Tea is at the back of aisle four, alongside coffee and breakfast meals.
“Same as always?” you ask him as you both pass the produce section.
Raindrops fall against the metal panels of the roofs. The noise mixes with the shitty music and the buzzing lights and the whirring of the fridges and the squeaks of wet soles against linoleum floors. There’s a leak: red buckets are fenced off with yellow plastic signs.
“Levi,” you ask him again. “Black with bergamot?”
He half-listens, the second time: “Yeah.”
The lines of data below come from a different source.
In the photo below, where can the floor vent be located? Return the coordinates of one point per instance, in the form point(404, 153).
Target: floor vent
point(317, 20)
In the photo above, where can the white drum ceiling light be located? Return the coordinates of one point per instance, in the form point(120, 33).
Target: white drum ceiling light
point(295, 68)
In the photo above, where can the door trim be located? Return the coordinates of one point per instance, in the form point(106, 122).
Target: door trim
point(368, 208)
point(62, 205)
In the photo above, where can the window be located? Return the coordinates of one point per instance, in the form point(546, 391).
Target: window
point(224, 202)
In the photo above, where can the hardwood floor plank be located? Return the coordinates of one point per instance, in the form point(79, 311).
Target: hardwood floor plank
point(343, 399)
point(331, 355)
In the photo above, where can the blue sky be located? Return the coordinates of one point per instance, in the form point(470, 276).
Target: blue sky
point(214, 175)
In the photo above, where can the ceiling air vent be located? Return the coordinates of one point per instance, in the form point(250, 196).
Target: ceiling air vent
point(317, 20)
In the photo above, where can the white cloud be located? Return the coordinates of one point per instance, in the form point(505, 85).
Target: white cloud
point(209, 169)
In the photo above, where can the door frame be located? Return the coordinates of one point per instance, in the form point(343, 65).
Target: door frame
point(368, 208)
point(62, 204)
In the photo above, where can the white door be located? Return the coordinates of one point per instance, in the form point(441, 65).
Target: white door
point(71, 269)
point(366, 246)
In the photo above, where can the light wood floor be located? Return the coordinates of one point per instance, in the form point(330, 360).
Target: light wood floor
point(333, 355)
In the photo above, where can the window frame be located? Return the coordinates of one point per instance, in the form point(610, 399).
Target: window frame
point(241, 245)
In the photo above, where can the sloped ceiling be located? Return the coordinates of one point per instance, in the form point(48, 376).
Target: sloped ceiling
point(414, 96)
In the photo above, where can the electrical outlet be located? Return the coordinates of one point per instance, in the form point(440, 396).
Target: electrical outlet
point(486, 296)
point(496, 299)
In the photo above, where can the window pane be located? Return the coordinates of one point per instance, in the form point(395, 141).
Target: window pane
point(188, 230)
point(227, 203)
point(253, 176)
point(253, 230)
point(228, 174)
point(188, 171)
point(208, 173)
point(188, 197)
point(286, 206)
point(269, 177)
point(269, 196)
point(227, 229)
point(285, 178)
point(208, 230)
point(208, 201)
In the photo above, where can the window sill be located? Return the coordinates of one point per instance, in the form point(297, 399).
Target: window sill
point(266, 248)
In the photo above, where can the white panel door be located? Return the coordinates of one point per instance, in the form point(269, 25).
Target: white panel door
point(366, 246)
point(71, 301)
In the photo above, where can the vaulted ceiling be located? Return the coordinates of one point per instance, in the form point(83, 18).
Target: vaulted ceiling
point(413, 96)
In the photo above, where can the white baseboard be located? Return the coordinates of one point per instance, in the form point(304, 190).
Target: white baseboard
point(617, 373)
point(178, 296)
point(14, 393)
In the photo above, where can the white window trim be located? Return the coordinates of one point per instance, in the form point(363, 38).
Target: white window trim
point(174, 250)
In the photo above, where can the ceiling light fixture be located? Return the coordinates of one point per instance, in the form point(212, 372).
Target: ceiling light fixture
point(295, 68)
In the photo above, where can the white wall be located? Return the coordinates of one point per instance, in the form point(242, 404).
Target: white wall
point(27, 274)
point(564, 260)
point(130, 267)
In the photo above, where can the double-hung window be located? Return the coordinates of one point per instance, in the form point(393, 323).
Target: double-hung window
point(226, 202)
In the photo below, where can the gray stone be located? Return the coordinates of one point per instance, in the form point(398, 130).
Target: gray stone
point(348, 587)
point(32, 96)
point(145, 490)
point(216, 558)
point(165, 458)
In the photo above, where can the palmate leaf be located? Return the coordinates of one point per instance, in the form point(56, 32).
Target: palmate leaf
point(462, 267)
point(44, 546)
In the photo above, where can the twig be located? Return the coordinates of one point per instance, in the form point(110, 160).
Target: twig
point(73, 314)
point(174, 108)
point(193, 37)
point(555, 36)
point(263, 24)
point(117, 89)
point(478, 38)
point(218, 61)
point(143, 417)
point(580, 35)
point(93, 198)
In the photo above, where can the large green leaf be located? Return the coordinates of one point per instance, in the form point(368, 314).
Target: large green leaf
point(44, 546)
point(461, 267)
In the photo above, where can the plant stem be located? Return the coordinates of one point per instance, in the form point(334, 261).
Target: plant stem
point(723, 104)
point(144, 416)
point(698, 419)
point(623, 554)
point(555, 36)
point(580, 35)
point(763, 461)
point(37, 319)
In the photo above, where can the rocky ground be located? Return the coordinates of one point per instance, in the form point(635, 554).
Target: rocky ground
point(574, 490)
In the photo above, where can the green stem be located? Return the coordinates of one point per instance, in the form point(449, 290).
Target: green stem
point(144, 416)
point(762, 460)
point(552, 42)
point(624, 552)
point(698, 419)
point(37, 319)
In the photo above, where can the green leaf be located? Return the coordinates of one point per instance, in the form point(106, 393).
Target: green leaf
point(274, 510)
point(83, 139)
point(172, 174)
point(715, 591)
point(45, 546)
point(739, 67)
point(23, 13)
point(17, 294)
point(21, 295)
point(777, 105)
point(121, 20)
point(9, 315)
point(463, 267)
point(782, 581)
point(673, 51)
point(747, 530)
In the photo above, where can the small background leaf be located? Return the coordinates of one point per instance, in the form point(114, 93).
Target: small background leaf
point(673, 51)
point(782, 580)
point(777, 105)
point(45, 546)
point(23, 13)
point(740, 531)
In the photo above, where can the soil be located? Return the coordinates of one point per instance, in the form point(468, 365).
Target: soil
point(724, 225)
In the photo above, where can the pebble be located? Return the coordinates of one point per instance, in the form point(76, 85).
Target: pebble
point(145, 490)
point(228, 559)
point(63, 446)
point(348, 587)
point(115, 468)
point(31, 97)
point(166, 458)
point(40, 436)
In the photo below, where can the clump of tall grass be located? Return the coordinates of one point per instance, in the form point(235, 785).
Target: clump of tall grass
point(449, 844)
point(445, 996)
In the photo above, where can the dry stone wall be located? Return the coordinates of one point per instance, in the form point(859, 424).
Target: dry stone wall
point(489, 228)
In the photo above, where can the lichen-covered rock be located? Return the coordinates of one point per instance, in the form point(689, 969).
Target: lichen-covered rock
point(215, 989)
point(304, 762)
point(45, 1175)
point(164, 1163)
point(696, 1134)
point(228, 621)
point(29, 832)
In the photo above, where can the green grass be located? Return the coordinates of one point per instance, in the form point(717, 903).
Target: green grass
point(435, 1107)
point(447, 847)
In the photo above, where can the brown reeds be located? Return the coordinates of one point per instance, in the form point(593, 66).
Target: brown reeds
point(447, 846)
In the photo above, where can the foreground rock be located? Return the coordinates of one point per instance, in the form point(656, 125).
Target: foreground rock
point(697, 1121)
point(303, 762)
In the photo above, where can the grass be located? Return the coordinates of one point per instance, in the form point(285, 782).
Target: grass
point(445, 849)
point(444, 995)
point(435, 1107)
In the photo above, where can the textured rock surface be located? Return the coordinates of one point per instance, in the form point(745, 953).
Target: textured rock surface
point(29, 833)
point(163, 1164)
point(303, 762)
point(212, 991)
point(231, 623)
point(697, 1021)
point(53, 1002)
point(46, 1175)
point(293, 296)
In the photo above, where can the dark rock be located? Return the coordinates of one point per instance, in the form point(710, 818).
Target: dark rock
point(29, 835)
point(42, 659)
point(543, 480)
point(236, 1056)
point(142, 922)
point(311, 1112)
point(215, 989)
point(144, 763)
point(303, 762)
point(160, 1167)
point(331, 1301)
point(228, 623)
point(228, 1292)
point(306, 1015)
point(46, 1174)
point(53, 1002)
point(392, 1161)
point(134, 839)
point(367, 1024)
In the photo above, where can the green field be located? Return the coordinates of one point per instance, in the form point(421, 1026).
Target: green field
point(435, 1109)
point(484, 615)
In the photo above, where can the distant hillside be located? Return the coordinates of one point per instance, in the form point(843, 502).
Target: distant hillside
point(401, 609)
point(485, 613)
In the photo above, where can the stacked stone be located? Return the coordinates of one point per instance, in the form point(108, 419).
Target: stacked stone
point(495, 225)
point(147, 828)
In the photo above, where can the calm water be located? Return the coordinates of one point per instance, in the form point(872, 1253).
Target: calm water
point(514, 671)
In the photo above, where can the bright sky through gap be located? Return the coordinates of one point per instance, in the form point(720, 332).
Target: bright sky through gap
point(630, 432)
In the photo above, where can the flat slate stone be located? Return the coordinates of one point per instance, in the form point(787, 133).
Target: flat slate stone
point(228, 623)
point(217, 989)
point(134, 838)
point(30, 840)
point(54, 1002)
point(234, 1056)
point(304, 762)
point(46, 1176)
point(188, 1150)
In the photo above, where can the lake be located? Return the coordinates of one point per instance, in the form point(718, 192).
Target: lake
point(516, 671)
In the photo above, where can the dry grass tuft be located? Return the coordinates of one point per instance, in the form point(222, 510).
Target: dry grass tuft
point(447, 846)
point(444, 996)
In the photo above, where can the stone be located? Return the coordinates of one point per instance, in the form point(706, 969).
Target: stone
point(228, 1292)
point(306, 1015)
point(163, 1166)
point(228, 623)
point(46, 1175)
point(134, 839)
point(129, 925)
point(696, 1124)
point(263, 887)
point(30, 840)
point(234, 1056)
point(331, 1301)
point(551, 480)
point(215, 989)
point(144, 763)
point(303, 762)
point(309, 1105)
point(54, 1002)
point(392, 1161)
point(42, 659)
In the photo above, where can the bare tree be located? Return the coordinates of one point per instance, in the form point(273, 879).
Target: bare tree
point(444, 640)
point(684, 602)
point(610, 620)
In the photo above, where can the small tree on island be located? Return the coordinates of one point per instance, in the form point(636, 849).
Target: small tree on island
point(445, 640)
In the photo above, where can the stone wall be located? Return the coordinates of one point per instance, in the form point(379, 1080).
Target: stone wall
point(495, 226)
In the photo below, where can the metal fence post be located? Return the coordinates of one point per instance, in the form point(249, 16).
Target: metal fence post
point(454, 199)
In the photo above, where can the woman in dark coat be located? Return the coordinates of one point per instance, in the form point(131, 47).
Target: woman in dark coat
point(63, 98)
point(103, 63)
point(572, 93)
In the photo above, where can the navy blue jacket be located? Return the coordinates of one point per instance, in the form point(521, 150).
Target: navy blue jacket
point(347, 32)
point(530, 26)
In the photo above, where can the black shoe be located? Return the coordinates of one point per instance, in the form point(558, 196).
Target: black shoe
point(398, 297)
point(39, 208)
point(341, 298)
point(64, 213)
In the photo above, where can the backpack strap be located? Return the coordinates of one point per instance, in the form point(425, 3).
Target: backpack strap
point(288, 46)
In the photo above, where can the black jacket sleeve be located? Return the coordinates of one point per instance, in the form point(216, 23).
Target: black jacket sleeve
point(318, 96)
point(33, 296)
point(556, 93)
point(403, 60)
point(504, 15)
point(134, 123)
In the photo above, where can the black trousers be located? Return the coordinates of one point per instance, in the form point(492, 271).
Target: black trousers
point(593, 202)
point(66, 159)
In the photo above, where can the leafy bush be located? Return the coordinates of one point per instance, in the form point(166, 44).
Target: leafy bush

There’s something wrong. And the certainty makes his skin prick up with the mere rustle of the air. Levi picks up the pace. He ignores the leg and wills it to work; he’s made for endurance, after all. He pulls you along, and you follow him with such trust Levi knows he’ll have to answer for it later.
The miasma of cigarettes envelops him first.
A sour stench that soaks into clothes and hair. Levi recognizes him by it—the tall man with greasy blond hair and a dirty beard, slouching towards some blue-branded cereal. Lying on the floor next to him is a full bottle of wine. Dark red. Green glass.
He’s quick to turn. But, rooted to the spot, you don’t yield.
“Come.” The smell of smoke scratches his throat raw. “Please.”
“I don’t-”
“Levi!” The voice is acetic. It reminds him of titan blood, vaporous and fetid. “Leaving already?”